Vaultwarden self-hosted con Docker: installazione, sicurezza e migrazione da Chrome
Guida pratica a Vaultwarden self-hosted con Docker: come scegliere tra VPN e Nginx Proxy Manager, proteggere e salvare il vault e migrare le password da Chrome.
Vaultwarden è un server open source non ufficiale compatibile con le app e le estensioni Bitwarden. Lo uso in Docker per gestire il mio vault su un’infrastruttura che controllo, raggiungibile tramite VPN oppure tramite HTTPS con Nginx Proxy Manager.
Il self-hosting non rende automaticamente un password manager più sicuro: offre più controllo, ma trasferisce a chi lo gestisce la responsabilità di aggiornamenti, TLS, accessi, backup e ripristino. In questa guida mostro la mia configurazione reale, spiego quando ha senso adottarla e come migrare le password da Google Password Manager senza saltare i controlli più importanti.
Che cos’è Vaultwarden e in cosa differisce da Bitwarden
Vaultwarden implementa in modo leggero le API usate dai client Bitwarden. Questo significa che posso usare le estensioni browser e le app ufficiali Bitwarden, indicando però l’URL del mio server.
Non è il server ufficiale Bitwarden e non va confuso con Bitwarden Cloud. È un progetto indipendente, molto diffuso negli homelab e adatto a chi accetta di occuparsi dell’intero ciclo operativo: installazione, aggiornamenti, disponibilità, protezione della rete e recovery.
Vaultwarden, Bitwarden Cloud o Google Password Manager?

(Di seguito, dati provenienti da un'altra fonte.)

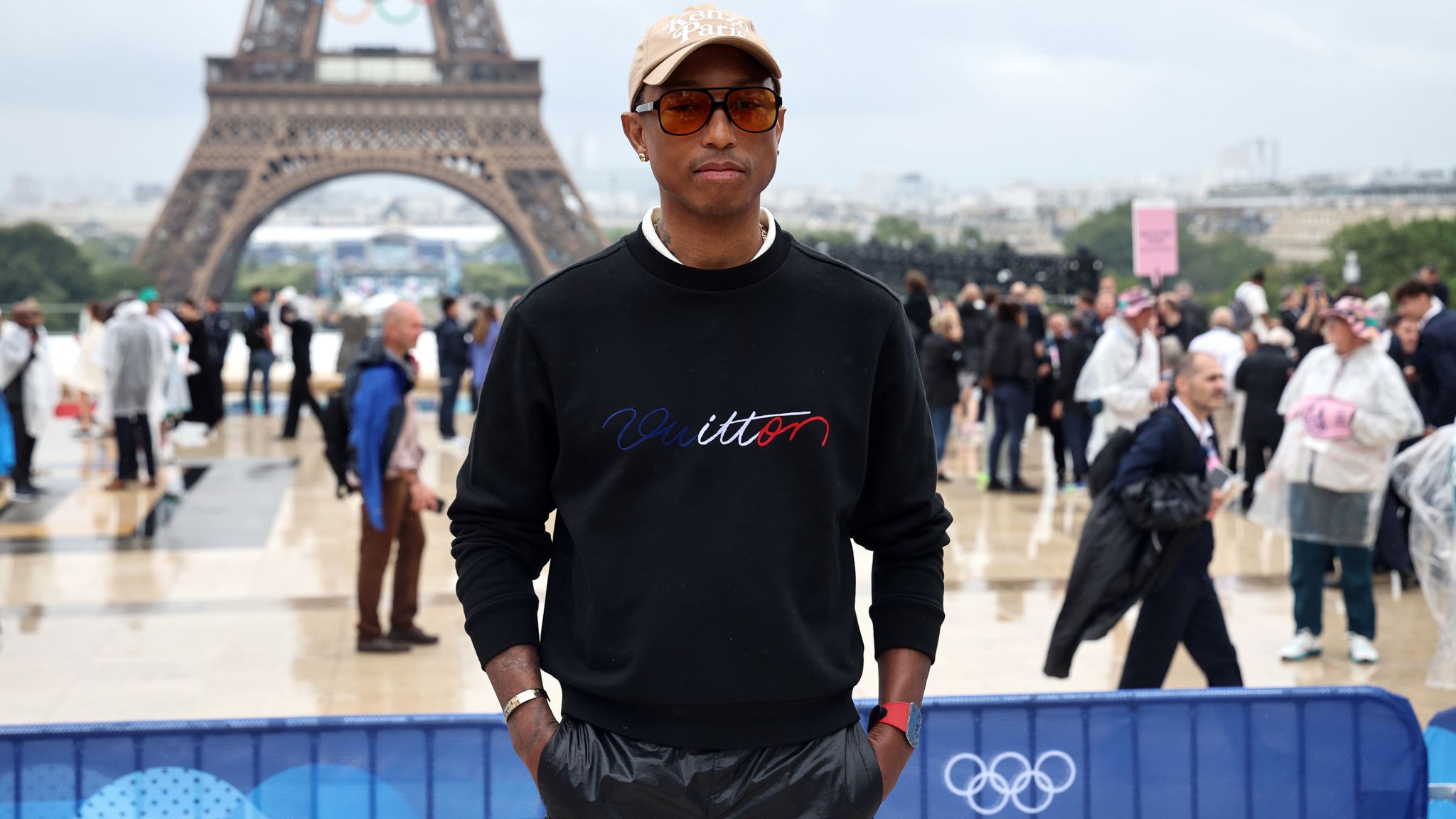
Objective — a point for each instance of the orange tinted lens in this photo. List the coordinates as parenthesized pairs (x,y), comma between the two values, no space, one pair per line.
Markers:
(753,109)
(685,111)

Non esiste una soluzione migliore in assoluto:
- Google Password Manager è integrato con Chrome e con l’account Google, cifra le credenziali e offre controlli sulle password compromesse, come descritto nella documentazione di Google Password Manager. È comodo e richiede poca manutenzione.
- Bitwarden Cloud offre client multipiattaforma e un servizio gestito: non devo mantenere personalmente il server.
- Vaultwarden self-hosted mi permette di scegliere dove risiedono i dati e come rendere raggiungibile il servizio, ma ogni errore di configurazione o backup è responsabilità mia.
Ho scelto Vaultwarden per il controllo e per l’integrazione con il mio ambiente self-hosted, non perché Chrome sia privo di protezioni.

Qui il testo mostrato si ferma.